From the addiction of some ancestral ape to animal food, and to the life of a hunter in order to obtain it, then, the special characteristics of Man seem to be natural consequences. The hypothesis from which everything follows is exceptionally simple and moderate. It is generally admitted that our ancestor was a large anthropoid—possibly more gregarious than others, possibly more apt to live upon the ground; but neither of these suppositions is requisite. He was adapted to his life, as the chimpanzee and gorilla are to theirs: in which, probably, they have gone on with little change for ages. But into his life a disturbing factor entered—the impulse to attack, hunt and eat animals, which extensively replaced his former peaceable, frugivorous habit. The cause of this change may have been a failure in the supply of his usual diet, or an “accidental variation” of appetite. Not a great number need have shared in the hunting impulse; it is enough that a few should have felt it, or even one. If advantageous and inheritable, it would spread through his descendants. It was advantageous (a) in enlarging their resources of nutrition, and (b) in enabling them to escape from the tropical forest. On the other hand, to those least fit for the new life it brought the disadvantages of more strenuous exertion and of competition with other carnivorous types. But with hands and superior intelligence, those that had the requisite character succeeded. There was rapid selection of those whose variations of structure, character, activity were most effective in dealing with game and with enemies; especially of those who combined and co-operated, and learned to direct co-operation by some rudimentary speech.
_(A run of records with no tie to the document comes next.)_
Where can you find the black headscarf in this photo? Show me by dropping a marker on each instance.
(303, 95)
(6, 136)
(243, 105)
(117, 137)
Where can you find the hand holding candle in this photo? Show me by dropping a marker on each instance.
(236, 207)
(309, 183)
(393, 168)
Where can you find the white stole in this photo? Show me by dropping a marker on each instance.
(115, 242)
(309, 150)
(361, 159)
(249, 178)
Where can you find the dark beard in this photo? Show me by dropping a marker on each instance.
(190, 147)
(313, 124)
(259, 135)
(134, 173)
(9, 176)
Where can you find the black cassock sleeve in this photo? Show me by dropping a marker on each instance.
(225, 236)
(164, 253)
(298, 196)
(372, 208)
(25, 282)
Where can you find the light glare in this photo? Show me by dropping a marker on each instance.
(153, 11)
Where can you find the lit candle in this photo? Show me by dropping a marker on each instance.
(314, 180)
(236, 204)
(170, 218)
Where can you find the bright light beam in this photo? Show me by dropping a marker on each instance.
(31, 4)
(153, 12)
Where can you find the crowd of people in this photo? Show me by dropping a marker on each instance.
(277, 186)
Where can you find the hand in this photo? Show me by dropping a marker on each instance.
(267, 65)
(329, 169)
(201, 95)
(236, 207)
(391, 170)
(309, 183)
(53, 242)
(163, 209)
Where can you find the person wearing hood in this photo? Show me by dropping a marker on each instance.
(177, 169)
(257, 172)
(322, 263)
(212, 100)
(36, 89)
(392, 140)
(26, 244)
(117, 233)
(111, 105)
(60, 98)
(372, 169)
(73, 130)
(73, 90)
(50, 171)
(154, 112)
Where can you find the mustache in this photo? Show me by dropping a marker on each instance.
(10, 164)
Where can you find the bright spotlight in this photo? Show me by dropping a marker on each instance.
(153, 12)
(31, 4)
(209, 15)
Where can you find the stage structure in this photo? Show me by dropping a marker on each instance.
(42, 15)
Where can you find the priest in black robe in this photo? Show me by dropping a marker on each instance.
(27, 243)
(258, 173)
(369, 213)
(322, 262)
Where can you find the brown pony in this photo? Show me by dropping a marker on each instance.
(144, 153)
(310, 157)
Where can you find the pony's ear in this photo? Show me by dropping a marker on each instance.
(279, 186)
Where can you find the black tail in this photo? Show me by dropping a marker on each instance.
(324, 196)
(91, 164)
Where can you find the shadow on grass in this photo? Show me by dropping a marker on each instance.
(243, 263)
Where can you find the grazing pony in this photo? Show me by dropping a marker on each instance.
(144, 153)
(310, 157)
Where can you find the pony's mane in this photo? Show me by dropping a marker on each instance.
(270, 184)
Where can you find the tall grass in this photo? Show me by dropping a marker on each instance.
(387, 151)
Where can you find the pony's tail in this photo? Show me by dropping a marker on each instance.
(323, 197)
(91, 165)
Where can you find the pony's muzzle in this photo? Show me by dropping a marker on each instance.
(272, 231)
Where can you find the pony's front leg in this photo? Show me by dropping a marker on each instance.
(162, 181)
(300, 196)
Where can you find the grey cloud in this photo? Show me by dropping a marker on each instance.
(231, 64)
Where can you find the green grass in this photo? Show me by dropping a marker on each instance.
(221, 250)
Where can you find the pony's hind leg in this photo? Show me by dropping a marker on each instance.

But, again, the hunting impulse here assumed to have possessed some anthropoid was not something entirely new; anthropoids and many other Primates are known to seize and devour birds, lizards and even small mammals when chance offers an easy opportunity. It is merely a greater persistence in this behaviour that turns it into hunting. How very improbable that such a change should not sometimes occur! Is it not likely to have occurred often, and with many failures? Similarly, of the resulting changes: the differentiation of our hands and feet is only an advance upon what you see in the gorilla; as for our ground-life, can the adult male gorilla be fairly called arboreal? Several Primates use unwrought weapons; most of them lead a gregarious life, to which our own is a return; they are co-operative at least in defence; like many other animals, they communicate by gestures and inarticulate vocal cries. Co-operative hunting, indeed, seems to be new in our Order; but since wolves and dogs, or their ancestors, fell in with it some time or other, why should it be beyond the capacity of apes? On second thoughts, is the co-operative raiding of plantations by baboons something altogether different from hunting in pack? Thus at each occasion of change in structure or function, Lycopithecus merely carried some tendency of the other Primates a little further, and a little further; until, certainly, he went a long way. The whole movement can be distinctly pictured throughout, and it has an air of being natural or even inevitable. Few hypotheses ask us to grant less than this one.